OGG1 is an authentic DNA repair protein, which is continuously searching for damage while migrating/diffusing along the DNA strands (48). When damage is detected, OGG1 diffusion significantly decreases in parallel with its actions (39) involving the following: 1) intrusion of its amino acid residues into the DNA helix; 2) extraction of the damaged base from the DNA; 3) its insertion into OGG1's active-site pocket; and 4) un-stocking cytosine opposite to 8-oxoG from the DNA helix. These events result in a 5′ sharp (∼70°) bending of the DNA duplex and architectural changes at the site of action and in adjacent sequences as well (39, 61), which could facilitate NF-κB binding to its DNA motif.
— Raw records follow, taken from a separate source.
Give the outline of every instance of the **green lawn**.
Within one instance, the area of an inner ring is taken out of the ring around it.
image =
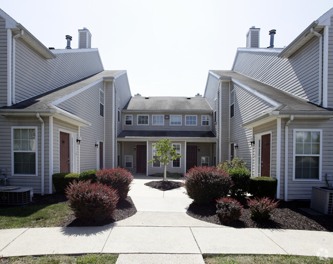
[[[290,255],[218,255],[204,258],[207,264],[333,264],[333,258]]]
[[[72,213],[64,204],[4,207],[0,209],[0,229],[56,227]]]

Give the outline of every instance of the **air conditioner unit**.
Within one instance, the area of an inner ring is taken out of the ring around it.
[[[4,186],[0,187],[0,204],[23,205],[32,202],[33,189],[29,187]]]
[[[333,188],[313,187],[310,207],[325,214],[333,214]]]

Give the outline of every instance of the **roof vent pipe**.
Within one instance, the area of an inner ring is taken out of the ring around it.
[[[274,35],[276,34],[276,30],[272,29],[269,30],[269,35],[270,36],[270,42],[268,48],[274,48]]]
[[[71,40],[72,40],[72,37],[69,35],[66,35],[66,39],[67,39],[67,46],[66,46],[66,49],[70,50],[72,49],[71,48]]]

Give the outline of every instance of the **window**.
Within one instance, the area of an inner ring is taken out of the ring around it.
[[[99,90],[99,115],[104,117],[104,92]]]
[[[230,118],[235,115],[235,89],[230,93]]]
[[[181,125],[181,116],[171,115],[170,125]]]
[[[294,129],[294,180],[321,179],[321,130]]]
[[[125,156],[125,168],[133,168],[133,156]]]
[[[37,174],[36,138],[36,127],[12,128],[12,171],[14,174]]]
[[[209,157],[201,157],[201,166],[209,166]]]
[[[197,125],[197,116],[185,116],[185,125]]]
[[[180,144],[173,144],[172,146],[175,148],[178,155],[180,155]],[[180,158],[177,158],[177,159],[172,161],[173,168],[180,168]]]
[[[153,115],[153,125],[164,125],[164,116]]]
[[[153,162],[153,167],[158,167],[159,168],[161,167],[161,162],[159,161],[157,158],[158,156],[156,156],[157,151],[156,150],[156,147],[153,146],[153,159],[155,159],[154,162]]]
[[[132,125],[133,116],[132,115],[125,115],[125,125]]]
[[[201,116],[201,125],[210,125],[209,116]]]
[[[149,116],[148,115],[138,115],[138,125],[149,125]]]

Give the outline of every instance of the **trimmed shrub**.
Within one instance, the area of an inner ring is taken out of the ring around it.
[[[78,180],[79,173],[60,172],[52,175],[53,185],[57,192],[65,192],[65,188],[74,180]]]
[[[96,181],[96,172],[97,172],[97,169],[91,169],[90,170],[86,170],[86,171],[82,171],[80,173],[79,180],[80,181],[88,181],[88,180],[91,180],[92,183],[95,183]]]
[[[194,167],[184,177],[186,194],[198,204],[226,196],[233,183],[228,173],[215,167]]]
[[[251,177],[249,192],[255,197],[275,197],[278,180],[270,177]]]
[[[246,168],[230,169],[228,173],[234,183],[230,188],[230,195],[232,196],[244,196],[249,190],[251,172]]]
[[[243,206],[230,197],[224,197],[216,200],[216,214],[221,223],[226,225],[240,217]]]
[[[91,180],[74,180],[66,189],[66,197],[76,217],[84,224],[102,223],[111,217],[119,200],[117,191]]]
[[[126,199],[134,179],[128,170],[119,167],[99,170],[96,172],[96,178],[97,182],[117,190],[119,201]]]
[[[267,197],[255,198],[247,202],[249,207],[250,215],[255,220],[268,220],[273,210],[278,207],[279,201]]]

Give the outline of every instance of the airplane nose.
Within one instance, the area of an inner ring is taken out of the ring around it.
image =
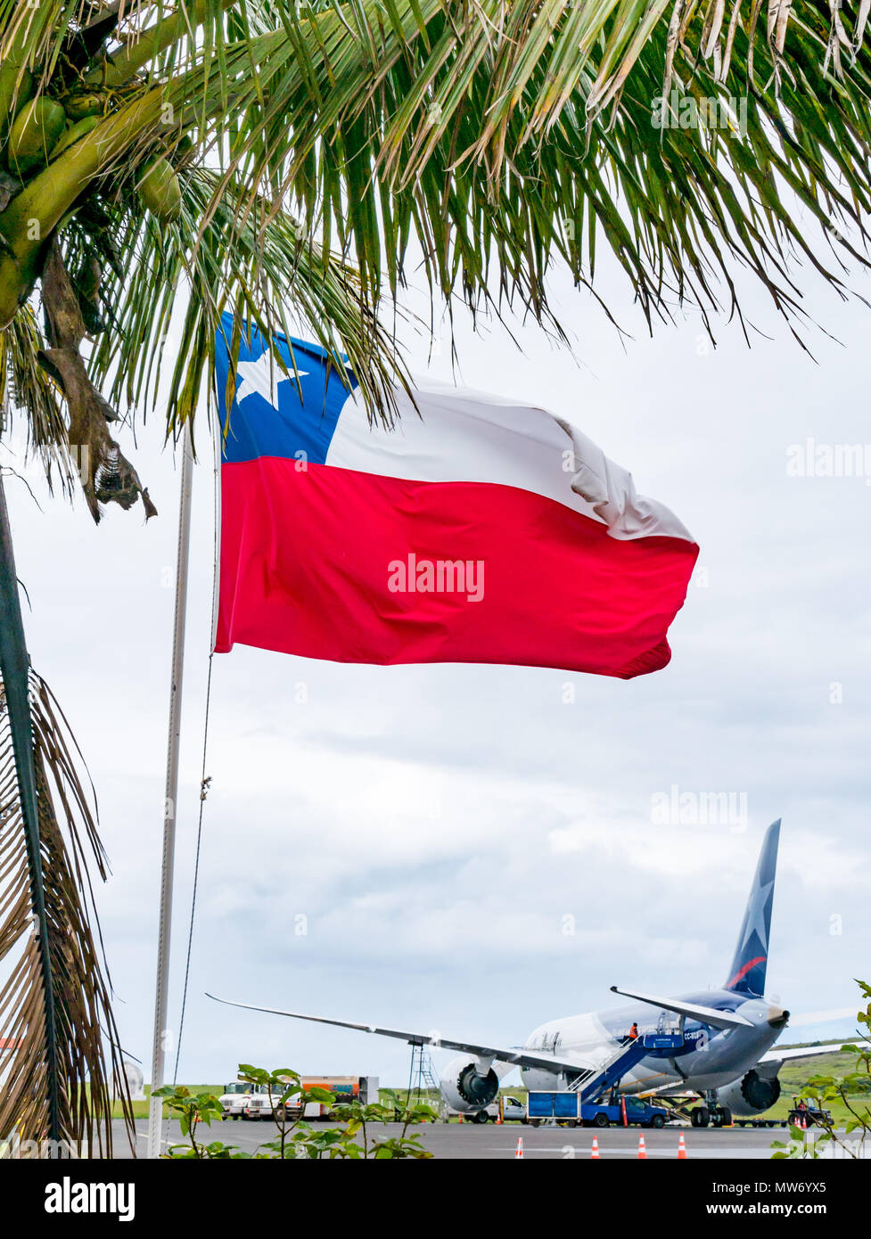
[[[769,1006],[766,1018],[769,1028],[786,1028],[789,1022],[789,1012],[786,1007]]]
In support of this idea, OGG1 1) increased/accelerated DNA occupancy of NF-κB, and 2) a lack of OGG1 in assay buffer decreased NF-κB's DNA binding. Importantly, OGG1-depleted cells showed 3) pretreatment levels of NF-κB binding; 4) OGG1 binding to promoter preceded DNA occupancy of NF-κB; and 5) OGG1 depletion decreased NF-κB-driven gene expression. Although these results may be predicted from cooperative associations among partner transcription factors (28, 55, 58, 62), they also point to a new paradigm utilization of OGG1-mediated DNA architectural changes in transcription factor binding.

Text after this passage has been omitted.